What Project 2029 actually does is concrete and ambitious in equal measure. We develop actionable policies to create a flourishing, transparent, and accountable government that works for all people, identify and empower new state and federal leaders to step into public service with the integrity and vision to implement fair and effective policies, and rewrite the rules of governance to ignite a movement for democracy anchored in justice and committed to future generations. That work runs across four pillars — making government work, creating economic opportunity, providing human security, and advancing justice and full participation — and converges on a single deadline: a platform ready for candidates, transition teams, and incoming appointees by mid-2028. We are not producing white papers that sit in folders.
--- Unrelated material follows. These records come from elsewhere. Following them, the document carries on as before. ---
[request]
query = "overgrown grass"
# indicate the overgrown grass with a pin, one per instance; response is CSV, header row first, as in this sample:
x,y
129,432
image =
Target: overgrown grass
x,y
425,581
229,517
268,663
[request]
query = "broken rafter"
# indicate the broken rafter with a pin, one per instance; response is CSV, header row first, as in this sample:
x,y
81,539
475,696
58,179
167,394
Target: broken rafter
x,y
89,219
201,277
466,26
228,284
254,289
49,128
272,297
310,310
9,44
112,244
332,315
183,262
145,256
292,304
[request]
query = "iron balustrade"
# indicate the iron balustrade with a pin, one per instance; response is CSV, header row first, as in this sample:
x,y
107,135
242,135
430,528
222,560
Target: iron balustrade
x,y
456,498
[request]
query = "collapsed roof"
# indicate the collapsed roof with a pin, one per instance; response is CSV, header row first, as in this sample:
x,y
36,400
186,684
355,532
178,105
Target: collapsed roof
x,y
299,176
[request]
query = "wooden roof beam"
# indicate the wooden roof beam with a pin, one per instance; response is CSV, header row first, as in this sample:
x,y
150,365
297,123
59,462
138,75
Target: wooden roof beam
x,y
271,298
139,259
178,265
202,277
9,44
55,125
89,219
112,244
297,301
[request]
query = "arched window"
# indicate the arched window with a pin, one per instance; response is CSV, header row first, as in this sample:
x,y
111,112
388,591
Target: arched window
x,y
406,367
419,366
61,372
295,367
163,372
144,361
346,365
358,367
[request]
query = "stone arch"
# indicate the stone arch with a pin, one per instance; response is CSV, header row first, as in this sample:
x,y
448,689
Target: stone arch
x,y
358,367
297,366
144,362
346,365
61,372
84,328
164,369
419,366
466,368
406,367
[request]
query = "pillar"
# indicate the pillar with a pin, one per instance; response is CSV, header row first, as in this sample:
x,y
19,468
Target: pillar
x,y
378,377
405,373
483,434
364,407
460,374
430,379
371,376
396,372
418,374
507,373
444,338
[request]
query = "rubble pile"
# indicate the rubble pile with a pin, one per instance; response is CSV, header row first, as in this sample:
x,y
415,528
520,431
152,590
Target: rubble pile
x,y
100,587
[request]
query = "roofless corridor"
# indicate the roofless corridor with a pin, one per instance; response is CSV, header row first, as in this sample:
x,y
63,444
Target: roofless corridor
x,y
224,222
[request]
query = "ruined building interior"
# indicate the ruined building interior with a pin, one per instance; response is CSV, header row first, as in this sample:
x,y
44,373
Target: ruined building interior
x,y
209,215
We are producing policies, draft legislation, executive order templates, transition briefs, and a vetted talent pipeline designed to be actionable on Day One.

Why does this matter? Because a government that cannot deliver healthcare, safety, housing, and basic benefits is not neutral — it is actively harmful. The stakes are not abstract. There is no economic stability, public health, or national security on a destabilized planet, and there is no functional democracy without people willing to design it seriously, under hostile conditions, well before power changes hands. Project 2029 is built to survive court challenges, leadership changes, and bad faith opposition — because serious times demand serious construction. This is not about a candidate or a moment. It is about deciding, together, that the architecture of democratic governance is worth the sustained, disciplined, morally serious work of rebuilding it.